The issues posed by the current epidemic of current and developing scandals cannot be solved by the resignation of Eric Holder, Lois Lerner, Cheryl Mills, Michael Morell or anyone else. We need to keep the public spotlight shinning on these dark corners of our administrative state.
Barack Obama wasn't an average citizen before moving into 1600 Pennsylvania Avenue. He was a senator. He was on the Foreign Relations Committee and had access to classified information — all the more reason to believe that he knew that the terror threat was not cynical “fear mongering' by President Bush. When Bush engaged in data mining, he was “undermining our constitution and our freedoms.” When Obama does it, he is “striking the right balance” between security and freedom.
The president assures us that “no one is listening to our phone calls,” and that may be true. But this administration also assured us that no sweeping data collection on American citizens was going on, that the IRS was not unfairly singling out conservatives, that the Justice Department had not attempted to prosecute journalists, and that the Benghazi attack was the response to a video.
According to the latest Fox News poll two-thirds of American voters (66 percent) think the Internal Revenue Service targeted conservative groups as part of a high-level operation to punish political opponents. Far fewer — 23 percent — think it was a mistake by a handful of lower-level IRS employees.

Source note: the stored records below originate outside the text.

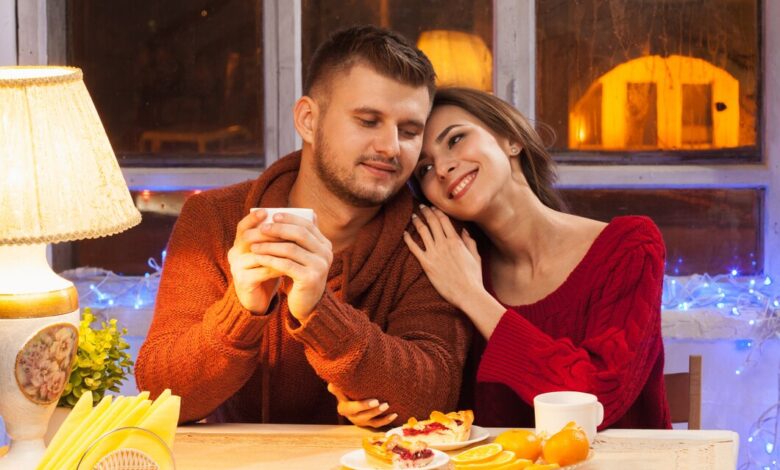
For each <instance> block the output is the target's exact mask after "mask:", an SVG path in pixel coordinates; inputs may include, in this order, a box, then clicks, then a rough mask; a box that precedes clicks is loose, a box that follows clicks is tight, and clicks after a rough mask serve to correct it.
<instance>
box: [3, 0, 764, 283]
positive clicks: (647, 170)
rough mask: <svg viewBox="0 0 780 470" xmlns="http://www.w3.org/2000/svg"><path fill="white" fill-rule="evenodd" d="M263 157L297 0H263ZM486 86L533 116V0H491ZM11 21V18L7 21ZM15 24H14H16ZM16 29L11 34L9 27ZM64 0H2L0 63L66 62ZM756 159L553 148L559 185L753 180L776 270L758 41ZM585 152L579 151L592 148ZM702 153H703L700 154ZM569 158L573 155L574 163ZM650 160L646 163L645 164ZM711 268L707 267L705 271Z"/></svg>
mask: <svg viewBox="0 0 780 470" xmlns="http://www.w3.org/2000/svg"><path fill="white" fill-rule="evenodd" d="M759 6H760V11H761V15H762V19H763V23H764V24H763V27H762V37H761V38H760V43H761V44H764V45H767V44H779V43H780V20H778V18H780V2H775V1H773V0H761V4H760V5H759ZM263 12H264V14H263V41H264V46H265V55H264V64H263V65H264V77H265V100H266V101H265V128H266V130H265V156H266V157H265V158H266V162H265V163H266V164H271V163H272V162H273V161H275V160H276V159H277V158H278V157H279V156H282V155H285V154H287V153H289V152H291V151H293V150H295V149H296V148H298V147H299V146H300V139H299V137H298V136H297V134H296V133H295V129H294V127H293V124H292V107H293V104H294V103H295V100H296V99H297V97H298V96H300V93H301V80H302V79H301V34H302V31H301V23H302V18H301V0H264V3H263ZM493 15H494V20H493V21H494V28H493V34H494V41H493V44H494V49H495V50H494V52H493V58H494V66H493V70H494V75H493V85H494V86H493V89H494V90H495V91H496V94H497V95H498V96H500V97H501V98H503V99H505V100H507V101H508V102H510V103H512V104H513V105H514V106H516V107H517V108H518V109H520V111H522V112H523V113H524V114H525V115H527V116H529V117H530V118H532V119H533V118H534V117H535V115H536V103H535V101H536V60H535V58H536V12H535V0H493ZM14 26H16V27H14ZM17 28H18V30H17ZM14 31H16V34H15V35H14V34H12V33H13V32H14ZM64 31H65V0H0V32H4V33H1V34H0V65H14V64H19V65H32V64H61V63H64V57H65V44H64V37H65V34H64ZM761 53H762V54H763V56H762V58H761V59H762V62H761V63H762V77H761V83H762V86H763V89H762V94H761V96H762V102H761V106H762V108H761V110H760V115H761V128H760V129H758V132H757V134H758V139H759V142H758V148H759V152H760V161H755V162H751V163H738V161H736V160H734V159H728V158H726V159H725V160H724V161H722V162H718V163H714V162H712V161H705V162H702V163H695V164H694V162H696V161H701V158H700V157H701V154H698V155H695V154H691V155H690V156H688V157H686V156H685V155H683V156H682V158H681V159H679V158H678V160H677V161H678V162H679V163H678V164H674V165H672V164H657V163H655V162H657V161H659V158H658V155H659V154H657V153H656V154H653V155H650V154H648V155H646V156H644V157H643V156H642V155H639V156H637V157H634V158H629V159H625V158H622V160H621V163H622V164H620V165H609V164H605V163H608V162H610V161H614V158H611V157H610V155H609V154H601V153H598V154H595V156H596V157H597V158H596V163H595V164H594V163H593V162H592V160H591V163H589V164H582V163H583V161H582V160H583V158H582V157H579V156H576V155H574V153H571V152H566V153H562V154H561V155H558V156H557V158H558V160H559V161H560V165H559V177H560V179H559V186H560V187H562V188H658V189H667V188H754V189H763V190H764V201H763V212H762V224H763V244H764V247H765V248H764V250H763V252H764V273H765V274H769V275H773V276H780V250H777V249H775V248H776V247H780V133H778V132H774V133H772V132H767V131H768V130H776V129H780V88H778V87H776V86H771V84H775V83H777V82H778V78H780V48H776V47H763V48H762V49H761ZM593 156H594V155H588V156H587V157H591V158H592V157H593ZM705 156H707V155H705ZM575 163H576V164H575ZM648 163H651V164H648ZM122 171H123V173H124V175H125V179H126V180H127V183H128V186H130V187H131V188H132V189H151V190H161V189H168V190H171V189H187V188H209V187H219V186H224V185H227V184H232V183H236V182H240V181H245V180H247V179H251V178H254V177H256V176H257V175H258V173H259V171H260V170H257V169H251V168H193V167H190V168H157V167H155V168H153V167H134V168H123V170H122ZM713 274H715V273H713Z"/></svg>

More than three-quarters of voters (78 percent) want Congress to continue to investigate the IRS. That’s a bit higher than the number that thinks Congress should continue to investigate the Justice Department seizing journalists’ records (76 percent) and the Obama administration handling of the attacks in Benghazi (73 percent).
Holder’s resignation would make things easier on this administration. And that’s the last thing we need if we want to return to constitutional government.